Now, the von Neumann machine business. Do you realize the extent to which memory arrays are optimized and standardized today? It's nowhere near what happens with CPUs. There are lots of CPU families running lots of different instruction sets. All memories just load and store. Both static RAM (the expensive and fast kind) and dynamic RAM (the cheap and slower kind) are optimized to death, from raw performance to factory testing needed to detect manufacturing defects. You don't think about memories when you design hardware, just the way you don't think about the kind of floating point you want to use in your numeric app – you go for IEEE because so much intellectual effort was invested in it on all levels to make it work well.

But let's go with the New Age flow of "von Neumann machine is a relic from the fifties". What kinds of other architectures are there, and how do you program them, may I ask? "C is for von Neumann machines". Well, so is Java and so is Lisp; all have contiguous arrays. Linked lists and dictionaries aren't designed for any other kind of machine, either; in fact lots of standard big O complexity analysis assumes a von Neumann machine – O(1) random access.

And suppose you're willing to drop standard memories and standard programming languages and standard complexity analysis. I don't think you're a crackpot, I really don't; I think you're bluffing, most probably, but you could be a brilliant and creative individual. I sincerely don't think that anything practiced by millions can automatically be considered "true" or "right"; I was born in the Soviet Union, so I know all about it. Anyway, I want to hear your ideas. I have images. I must process those images and find stuff in them. I need to write a program and control its behavior. You know, the usual edit-run-debug-swear cycle. What model do you propose to use? Don't just say "neural nets". Let's hear some details about hardware architecture.
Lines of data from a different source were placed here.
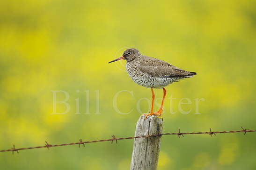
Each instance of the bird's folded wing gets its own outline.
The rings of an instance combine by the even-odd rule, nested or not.
[[[154,77],[182,77],[194,75],[164,61],[150,57],[143,58],[139,64],[139,69],[142,72]]]

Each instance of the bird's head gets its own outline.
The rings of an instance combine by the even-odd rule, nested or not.
[[[123,56],[117,58],[114,60],[110,61],[109,62],[109,63],[114,62],[115,61],[121,59],[124,59],[129,62],[134,60],[137,57],[139,56],[140,55],[140,53],[139,52],[139,51],[138,50],[133,48],[131,49],[129,49],[125,50],[124,52],[124,54],[123,54]]]

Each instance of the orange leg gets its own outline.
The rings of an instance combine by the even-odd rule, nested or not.
[[[153,108],[154,108],[154,91],[153,90],[153,88],[151,88],[151,92],[152,93],[152,102],[151,102],[151,109],[150,110],[150,113],[144,113],[143,115],[146,115],[145,119],[146,120],[146,117],[148,116],[152,115],[152,114],[156,114],[154,113],[153,112]]]
[[[161,116],[161,115],[162,115],[162,112],[163,111],[163,102],[164,101],[164,99],[165,99],[165,96],[166,96],[166,90],[164,88],[163,88],[163,99],[162,99],[162,102],[161,103],[161,106],[160,107],[160,108],[159,110],[156,112],[156,113],[158,113],[156,115],[157,115],[158,116]]]

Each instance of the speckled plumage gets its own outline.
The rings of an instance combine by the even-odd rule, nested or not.
[[[126,68],[130,77],[134,82],[146,87],[162,88],[196,74],[164,61],[144,56],[133,48],[126,50],[123,56],[127,60]]]

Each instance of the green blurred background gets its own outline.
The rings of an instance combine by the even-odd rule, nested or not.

I really want to know. I assume that an opinion held by quite some celebrities is shared by lots and lots of people out there. Many of you are competent programmers, some stronger than myself. Tell me why I'm wrong. I'll send you a sample chip. I'll publicly admit I was a smug misinformed dumbass. Whatever you like. I want to close this part of "efficient/high-level isn't a trade-off" nonsense, so that I can go back to my scheduled ranting about the other part. You know, when I poke fun at C++ programmers who think STL is "high-level" (ha!). But until this "Lisp is efficient" (ha!) issue lingers, I just can't go on ranting with clear conscience. Unbalanced ranting is evil, don't you think?